SILENZIO
RADIO
Marco
Vecchi
Ci
hanno informato che dal complesso lunare non si hanno comunicazioni
da 12 ore. Adunata immediata e dalla stazione orbitante abbiamo
raggiunto la Luna in quattro ore.
L’area di atterraggio è libera e i piloti non rilevano attività.
Nella
stiva i due mezzi che ci trasporteranno sono pronti. Noi del team
anche. Dodici elementi delle forze speciali addestrati ad azioni
anche in assenza di gravità. Ci divideremo in squadra Rossa, che si
dirigerà verso l’impianto minerario e in squadra Blu, che farà
meta nel settore tecnico. Il capitano Mosshart, che comanderà la
squadra Rossa, ha dato disposizioni di recuperare il personale civile
che riusciremo a trovare.
Il
segnale di apertura portelli si accende e nel giro di un minuto i
mezzi escono dalla navetta.
Il
sergente Kerr, a comando della squadra Blu, imposta il driver
automatico per l’aggancio al portale d’accesso, si volta e alza
un pollice, riceve cinque confermare che siamo pronti all’azione.
Le
connessioni del mezzo si attivano, i sensori registrano condizioni
normali all’interno, il protocollo vuole che le armature siano in
ogni caso isolate. Il portello si apre e accediamo alla camera
d’inserimento. Ci schieriamo in quell’angusto spazio ed entriamo
alla struttura vera e propria.
Il
corridoio è debolmente illuminato, solo qualche luce è rimasta in
funzione. Segni di lotta e macchie di sangue deturpano l’immacolato
chiarore delle pareti. Procediamo fino al primo incrocio dove il
panorama è identico a quello che ci ha accolto. Il sergente Kerr
contatta Mossahart e lo informa della situazione.
Capisco
che la comunicazione non è chiara perché vedo il sergente premere
freneticamente i tasti sulla corazzatura dell’avambraccio, quando
si accorge che lo fisso mi fa cenno di controllare la mia porzione di
perimetro.

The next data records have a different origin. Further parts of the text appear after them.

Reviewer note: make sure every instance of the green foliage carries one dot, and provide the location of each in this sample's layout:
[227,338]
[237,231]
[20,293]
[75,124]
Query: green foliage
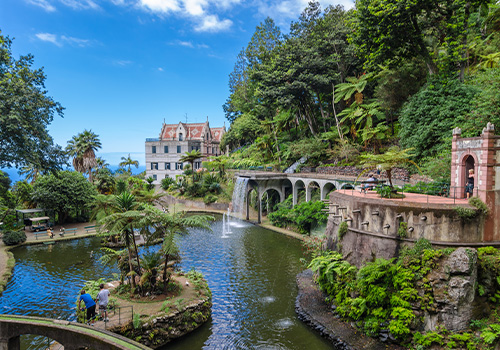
[309,213]
[166,183]
[13,237]
[343,227]
[466,214]
[209,198]
[479,204]
[25,113]
[136,321]
[403,229]
[66,192]
[491,333]
[427,120]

Dopo pochi secondi da l’ordine di dirigersi verso la
sala controllo.
Ci
muoviamo serrati, cerchiamo di assorbire più informazioni possibili
dall’ambiente che ci circonda e nessuna ci fa pensare di trovare
qualcuno in vita, anche se di corpi non ne abbiamo ancora trovati.
Appena entrati in una grande sala, i due che precedono il gruppo si
bloccano e si inginocchiano, Kerr vola alle loro spalle e fa segno a
noi dietro di chiudere i centottanta gradi posteriori. Il sergente
chiede cosa hanno visto, la parte che stanno osservando è
completamente buia. Movimento riferiscono. Interminabili secondi
passano senza che nulla accada e all’ordine di muoversi si scatena
l’incubo.
Sembrano
sbucare dal nulla. Spariamo agli aggressori creando un muro
invalicabile tra noi e loro. Reazione rapida. Abbattere tutto ciò
che si avvicina. Pura sopravvivenza e basta.
Quelli
che ci stanno attaccando sono gli abitanti della base lunare, o
almeno quello che sono diventati.
Visi
distorti e tumefatti, occhi sporgenti e vesciche nere sparse sulle
parti di corpo visibili tra le tute e i vestiti laceri. Lanciano
grida e si scagliano su di noi con una furia animalesca. Sono troppi
e solo ora capiamo che alcuni anche dopo essere stati colpiti si
rialzano e continuano l’attacco, anche senza avere più la
possibilità di muoversi in maniera coordinata. Il soldato alla mia
destra viene trascinato a terra da due che erano strisciati fino ai
suoi piedi, cerco di farlo rialzare mentre lui scalcia in preda al
terrore, il suo serbatoio di munizioni è scarico. Il sergente e
altri due riescono ad aprirsi un varco e mi trascinano via mentre
l’orda assassina si avventa sui nostri due commilitoni.